On the other hand, there are numerous possibilities to escape from the menace of boredom. We have many different options to amuse ourselves. We have places specifically designed to offer us entertainment, pleasure, and amusement. We can buy almost anything we want to run away from the dangers of boredom. Despite a variety of options to keep ourselves busy, we are a bored society. A society that does not know what to do with itself. A society that is constantly looking for routes to escape and avoid seeing itself. A society that is constantly looking for almost any kind of entertainment that offers a pleasant way to close the eyes and avoid the reality and its problems.

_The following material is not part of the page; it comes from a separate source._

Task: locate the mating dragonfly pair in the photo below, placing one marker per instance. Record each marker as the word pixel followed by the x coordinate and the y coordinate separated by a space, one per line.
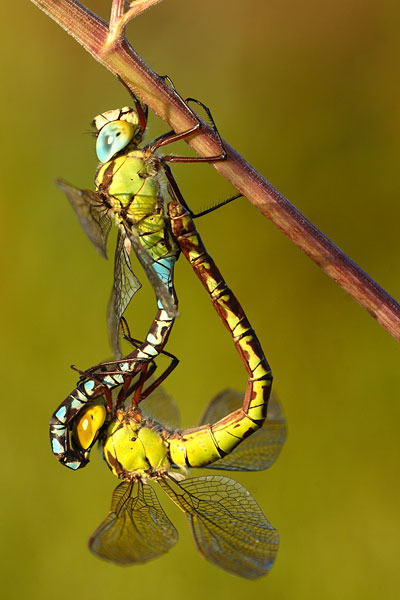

Therefore, the question is this: what would we do to avoid boredom? What would be the boundary to escape from the routine, the familiar faces, the well-known places we tend to visit? What would we do if we can choose to leave everything behind and start again? What would we do if someone offer us the possibility to live in a new city, with new people, in a place so big, that no one recognizes us, in a place where we can be completely free? Shall we be able to restrict ourselves if we have this chance?

We could affirm that the main reason Sofia — the protagonist of Sueños rotos: Sofía from H.G. Santarriaga — escaped from home with a stranger was boredom. However, it is necessarily more that tedium to drive someone to run away from friends, family, and the safety of home. We could affirm that it was love, that beautiful fantasy that makes us believe that we can change everything around us. We could also affirm a simple lie was the impulse — that uncontrollable desire to escape from the reality — that made Sofia left everything she knew to make a journey, to pursue her fantasy. However, Sofía did not find a Wonderland full of beauty, colour, and joy. She found suffering, violence, and a jail made of fear.

Sueños rotos: Sofía is the newest graphic novel by H.G. Santarriaga published by the independent publishing house Nostromo. H.G. Santarriaga is a Mexican comic artist well-known for his sci-fi stories and a visual style characterized by thick lines and a great use of contrast, specially between black and white. Through this work, Santarriaga expands his artistic path and explores new forms of expression.

In this graphic novel, the artist explores a real problem, based on true stories and verified facts, in speaking about prostitution and human trafficking. After a research and the study of different true stories, the artist creates a fictional narration that tells more truth that the official media. Santarriaga, as a creator, is brave enough to give voice to all those women who are victims of abuse, violence and subjugation. Those women who remain in silence because of fear.

Also, in this graphic novel, the artist takes the risk to develop his artist style distanced from his previous works to explore different ways to tell a story. By using different colours, specifically green and red, the artist invades the panels with one if these colours depending on what is happening in the story. Therefore, the colour becomes in a mechanism to express meaning. So, the colours become like a narrator that tells the reader what the feeling of the panel is. The colours also bring tension and singularity to every page, making this work a visual expression of a cruel reality.

The colour red represents the decline, the downward spiral of violence and the brutal imposition of authority and the green, express innocence and happiness, those small pieces of joy lost in a sea of pain. Through this story, Santarriaga makes us conscious of a situation that has been happening a long time ago in Mexico, but has not yet been solved.

Sofía, the main character of this graphic novel, represents a 14-year-old girl who lives in a very small town, who fantasizes of a life full of excitement and away from the boring tranquillity of her hometown. It seems that her dreams will come true when she meets a hunter disguised as an adorable and attractive gentleman. But in a very short period, the illusion of happiness transforms into a scenario where she losses herself and is subdued by those who oppress through cruelty.

Sofía represents one of many girls and women who fall into the intricate trap of trickery and become prisoners of terror, living on the precarious line where their life no longer belongs to them. In a place where nightmares become real, where not even the darkens can offer refuge, Sofía fights to survive, to not be consumed by that red city where she lives, that big red beast that is gradually consuming her.

Sofía does not give up and she does not look down. She fights, she keeps trying, she keeps her eyes wide open. Making us believe that maybe, something can really change. That even the worst nightmares and the most solid chains can be broken by bravery.